Über 250 Fälle bundesweit
Zahlreiche Schulen werden in der Folge geräumt. Am Ende zählt das Bundeskriminalamt über 250 Fälle. Bedroht werden Schulen und Hochschulen, Medien, Botschaften, staatliche Behörden, Einrichtungen unterschiedlicher Religionen und Weltanschauungen sowie private Unternehmen. Mehr als 30 große Polizeieinsätze sind die Folge. Das einzig Gute: Bomben werden nirgendwo gefunden.
Wenige Wochen später kommen die Ermittler zwei Verdächtigen auf die Spur. Sie stoßen auf einen damals 19-Jährigen aus dem Hohenlohekreis. Er soll einer Gruppierung nahe stehen, die im Zusammenhang mit der Begehung von Straftaten im Internet aufgefallen ist. Unter anderem soll sie gezielt falsche Notrufe ausgelöst haben, um Polizei- oder Feuerwehreinsätze zu provozieren. Der junge Mann ist aber nicht der einzige Tatverdächtige. Ein 30-Jähriger aus derselben Gruppe kann ebenfalls identifiziert werden. Der Mann stammt aus dem Landkreis Minden-Lübbecke in Nordrhein-Westfalen.
Jetzt sehen sich die Ermittler gerüstet für einen Prozess zumindest gegen den Jüngeren der beiden. Das bei der Generalstaatsanwaltschaft Karlsruhe eingerichtete Cybercrime-Zentrum Baden-Württemberg hat gegen den heute 20-Jährigen Anklage erhoben. Der Vorwurf: Verdacht der Beteiligung an der Verfassung und Versendung von 51 Bombendrohungen im Herbst 2023. Das erfüllt den Tatbestand der Störung des öffentlichen Friedens. Verhandelt werden soll am Landgericht Stuttgart. Das Verfahren gegen den zweiten Verdächtigen, den damals 30-Jährigen, ist abgetrennt worden und wird separat weiterverfolgt.
Allein vor Gericht stehen wird der 20-Jährige dennoch nicht: Mitangeklagt ist ein 21 Jahre alter Mann, der ihn in seinen Taten bestärkt haben soll. Ihm wird außerdem versuchte Anstiftung zum Mord vorgeworfen, weil er im Sommer 2023 zwei Personen 3000 Euro für einen Mord in Offenbach gegeben haben soll, der aber nicht ausgeführt worden ist. Der 21-Jährige ist im vergangenen September in Nürtingen (Landkreis Esslingen) festgenommen worden und befindet sich seitdem in Untersuchungshaft.

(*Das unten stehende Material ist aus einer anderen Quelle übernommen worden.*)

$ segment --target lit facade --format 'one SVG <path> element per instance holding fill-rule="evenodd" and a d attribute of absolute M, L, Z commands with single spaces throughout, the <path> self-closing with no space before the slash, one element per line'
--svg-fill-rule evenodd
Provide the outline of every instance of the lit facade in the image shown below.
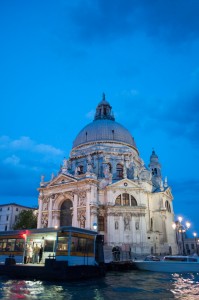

In ihren Drohmails haben die Männer offenbar nicht mit Horrorszenarien gespart. In acht Bundesländern gingen sie ein, in Baden-Württemberg, Bayern, Berlin, Nordrhein-Westfalen, Niedersachsen, Rheinland-Pfalz, Sachsen-Anhalt und Thüringen. Den Empfängern wurden schwerwiegende Sprengstoffexplosionen angekündigt. Es sei mit zahlreichen Toten und Verletzten zu rechnen. Dabei ist auch die Tötung von Säuglingen, Kindern und behinderten Menschen angedroht worden, um den Mails noch zusätzliche Brisanz zu verschaffen.
Aber warum das alles? Die Frage danach führt die Ermittler offenbar in eine krude Cyber-Welt, in der es darum geht, im echten Leben Chaos zu verbreiten. „Die Anklage geht davon aus, dass hierdurch größere Teile der Bevölkerung erheblich beunruhigt und in ihrem Sicherheitsgefühl beeinträchtigt werden sollten“, heißt es bei der Generalstaatsanwaltschaft Karlsruhe. Nach derzeitigem Kenntnisstand gebe es keinen rechtsextremen Hintergrund und es seien auch keine tatsächlichen Anschläge geplant gewesen. Vielmehr sei es wohl darum gegangen, Aufmerksamkeit zu erzeugen.
Wer war noch beteiligt?
Was tatsächlich dahinter steckt, wird das Stuttgarter Landgericht klären müssen. Das muss nun erst einmal über die Zulassung der Anklageschrift entscheiden. Kommt es zum Prozess, wird auch die Frage eine Rolle spielen, ob es weitere Täter gibt. „Die 51 angeklagten Taten sind aus unserer Sicht nachweisbar“, sagt Oberstaatsanwalt Mirko Heim. Alles weitere ist noch offen.